En las Escrituras se denuncia el peligro del perverso corazón humano de confiarse en las riquezas, en vez de fiarse de Dios (Jer. 9:23-24). El poseedor de riquezas puede ensoberbecerse por ello (Pr. 18:23; 28:11), hasta el punto que el Señor Jesús señala la dificultad de la salvación de los ricos (Mt. 19:23, 24; Mr. 10:25; Lc. 18:25; cfr. 18:18-23). Denuncia el inmenso peligro de caer en la esclavitud de las riquezas (Mt. 6:24; cfr. Ec. 4:8; 5:12). Refiriéndose a los creyentes ricos, el apóstol Pablo da la instrucción a Timoteo: «A los ricos de este siglo manda que no sean altivos, ni pongan la esperanza en las riquezas, que son inciertas, sino en el Dios vivo... Que hagan bien, que sean ricos en buenas obras, dadivosos, generosos...» (1 Ti. 6:18, 19). El Señor Jesús es puesto como ejemplo: «Ya conocéis la gracia de nuestro Señor Jesucristo, que por amor a vosotros se hizo pobre, siendo rico» (2 Co. 8:9). No se condena en absoluto la posesión de las riquezas, pero sí el mal uso de ellas, como de cualquier otro don que el Señor haya otorgado al creyente. También se condena su mala adquisición, por avaricia (Pr. 28:22); engaño (Jer. 5:27); rapiña (Mi. 6:12); opresión (Stg. 2:6); impago de los salarios debidos (Stg. 5:1-4), junto con un dominio violento de la sociedad (Stg. 5:5-6).
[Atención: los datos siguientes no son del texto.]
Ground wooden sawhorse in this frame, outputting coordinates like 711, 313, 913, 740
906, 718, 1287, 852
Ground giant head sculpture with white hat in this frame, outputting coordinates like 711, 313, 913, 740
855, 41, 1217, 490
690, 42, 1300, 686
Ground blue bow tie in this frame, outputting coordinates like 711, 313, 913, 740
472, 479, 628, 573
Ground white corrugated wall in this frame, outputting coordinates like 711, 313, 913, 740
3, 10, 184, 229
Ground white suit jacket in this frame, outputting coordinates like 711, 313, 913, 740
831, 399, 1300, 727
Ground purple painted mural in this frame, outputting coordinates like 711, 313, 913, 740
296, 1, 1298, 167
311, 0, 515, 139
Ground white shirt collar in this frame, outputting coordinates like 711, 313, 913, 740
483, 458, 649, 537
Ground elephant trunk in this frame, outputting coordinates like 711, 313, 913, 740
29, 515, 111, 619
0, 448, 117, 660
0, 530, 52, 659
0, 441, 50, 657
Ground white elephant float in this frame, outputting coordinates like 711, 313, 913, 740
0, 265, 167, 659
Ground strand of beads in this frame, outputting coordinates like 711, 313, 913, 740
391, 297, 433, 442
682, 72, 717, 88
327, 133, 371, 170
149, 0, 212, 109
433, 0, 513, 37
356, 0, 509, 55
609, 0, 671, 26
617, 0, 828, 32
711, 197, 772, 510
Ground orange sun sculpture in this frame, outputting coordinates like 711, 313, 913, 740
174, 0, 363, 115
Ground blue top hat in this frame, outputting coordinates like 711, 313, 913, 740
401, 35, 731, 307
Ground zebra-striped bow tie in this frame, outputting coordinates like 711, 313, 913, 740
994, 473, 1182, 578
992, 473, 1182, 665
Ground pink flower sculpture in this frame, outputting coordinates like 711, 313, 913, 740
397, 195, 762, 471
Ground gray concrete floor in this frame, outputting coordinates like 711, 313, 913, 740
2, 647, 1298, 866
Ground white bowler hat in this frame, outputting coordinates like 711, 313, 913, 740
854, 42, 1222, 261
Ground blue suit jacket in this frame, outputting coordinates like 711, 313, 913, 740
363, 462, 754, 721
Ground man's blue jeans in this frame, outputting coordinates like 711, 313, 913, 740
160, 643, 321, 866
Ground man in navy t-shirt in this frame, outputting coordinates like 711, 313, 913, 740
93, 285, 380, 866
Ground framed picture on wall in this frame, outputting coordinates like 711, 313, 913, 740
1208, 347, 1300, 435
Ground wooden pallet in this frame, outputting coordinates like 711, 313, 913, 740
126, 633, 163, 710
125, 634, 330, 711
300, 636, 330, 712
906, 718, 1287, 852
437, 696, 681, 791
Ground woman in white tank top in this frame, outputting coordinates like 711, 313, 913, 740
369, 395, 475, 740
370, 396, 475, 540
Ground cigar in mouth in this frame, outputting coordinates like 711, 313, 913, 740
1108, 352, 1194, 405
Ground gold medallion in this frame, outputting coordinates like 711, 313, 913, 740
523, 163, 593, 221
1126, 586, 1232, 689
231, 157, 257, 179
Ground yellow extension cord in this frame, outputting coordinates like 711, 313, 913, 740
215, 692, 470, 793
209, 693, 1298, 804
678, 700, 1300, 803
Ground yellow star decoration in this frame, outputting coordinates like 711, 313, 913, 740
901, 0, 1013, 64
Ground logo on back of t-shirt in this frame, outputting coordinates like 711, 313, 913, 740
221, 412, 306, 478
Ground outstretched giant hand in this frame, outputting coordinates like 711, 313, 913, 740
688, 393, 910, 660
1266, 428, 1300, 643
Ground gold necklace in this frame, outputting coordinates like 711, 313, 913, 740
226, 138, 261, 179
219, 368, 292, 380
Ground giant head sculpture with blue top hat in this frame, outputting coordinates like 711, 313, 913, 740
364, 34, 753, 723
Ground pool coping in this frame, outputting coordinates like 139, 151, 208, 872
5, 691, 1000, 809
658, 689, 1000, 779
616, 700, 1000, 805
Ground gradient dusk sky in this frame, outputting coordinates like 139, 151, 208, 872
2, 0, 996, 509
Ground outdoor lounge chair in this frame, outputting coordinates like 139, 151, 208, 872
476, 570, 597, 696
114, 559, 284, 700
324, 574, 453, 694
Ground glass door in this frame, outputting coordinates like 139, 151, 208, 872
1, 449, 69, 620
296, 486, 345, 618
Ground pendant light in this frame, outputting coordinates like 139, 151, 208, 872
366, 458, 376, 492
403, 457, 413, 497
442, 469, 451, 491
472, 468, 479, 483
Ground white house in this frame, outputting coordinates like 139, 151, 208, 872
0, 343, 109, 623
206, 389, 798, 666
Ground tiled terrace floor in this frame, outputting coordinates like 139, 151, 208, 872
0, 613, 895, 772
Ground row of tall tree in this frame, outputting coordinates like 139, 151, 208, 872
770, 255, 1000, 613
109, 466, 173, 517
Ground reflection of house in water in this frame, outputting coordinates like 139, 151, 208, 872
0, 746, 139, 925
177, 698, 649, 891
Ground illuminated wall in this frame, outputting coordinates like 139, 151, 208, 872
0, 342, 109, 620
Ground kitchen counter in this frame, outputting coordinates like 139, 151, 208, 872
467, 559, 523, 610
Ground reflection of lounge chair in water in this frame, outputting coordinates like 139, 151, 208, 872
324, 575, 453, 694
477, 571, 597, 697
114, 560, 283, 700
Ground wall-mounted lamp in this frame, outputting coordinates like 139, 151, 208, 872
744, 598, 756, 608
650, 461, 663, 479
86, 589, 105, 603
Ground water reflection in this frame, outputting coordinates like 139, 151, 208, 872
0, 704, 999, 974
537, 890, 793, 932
En un nivel trascendental, Dios hace partícipe al creyente de Sus riquezas en gloria en Cristo Jesús (Fil. 4:19). En Cristo, Dios nos ha dado a conocer las riquezas de Su gracia (Ef. 1:7), de Su benignidad (Ro. 2:4), de Su gloria (Ro. 9:23), de Su sabiduría y conocimiento (Ro. 11:33), y de pleno entendimiento (Col. 2:2).

La iglesia profesante, vendida al mundo y envanecida por sus pretendidos logros, poder y riquezas, es denunciada por el Señor Jesús como absolutamente miserable, andando en total desventura, pobreza, ceguera y desnudez. Estas terribles carencias sólo pueden ser suplidas con las riquezas de Cristo, y Su provisión (Ap. 3:14-18). En este pasaje el Señor, que aconseja el reconocimiento de esta necesidad y la aceptación del don que Él ofrece, hace un conmovedor llamamiento al arrepentimiento, «para que seas rico» (Ap. 3:19-22). Este Salvador que quiere enriquecer con las verdaderas riquezas al que confía en Él (cfr. Mt. 6:19-21) es «digno de tomar... las riquezas...» (Ap. 5:12).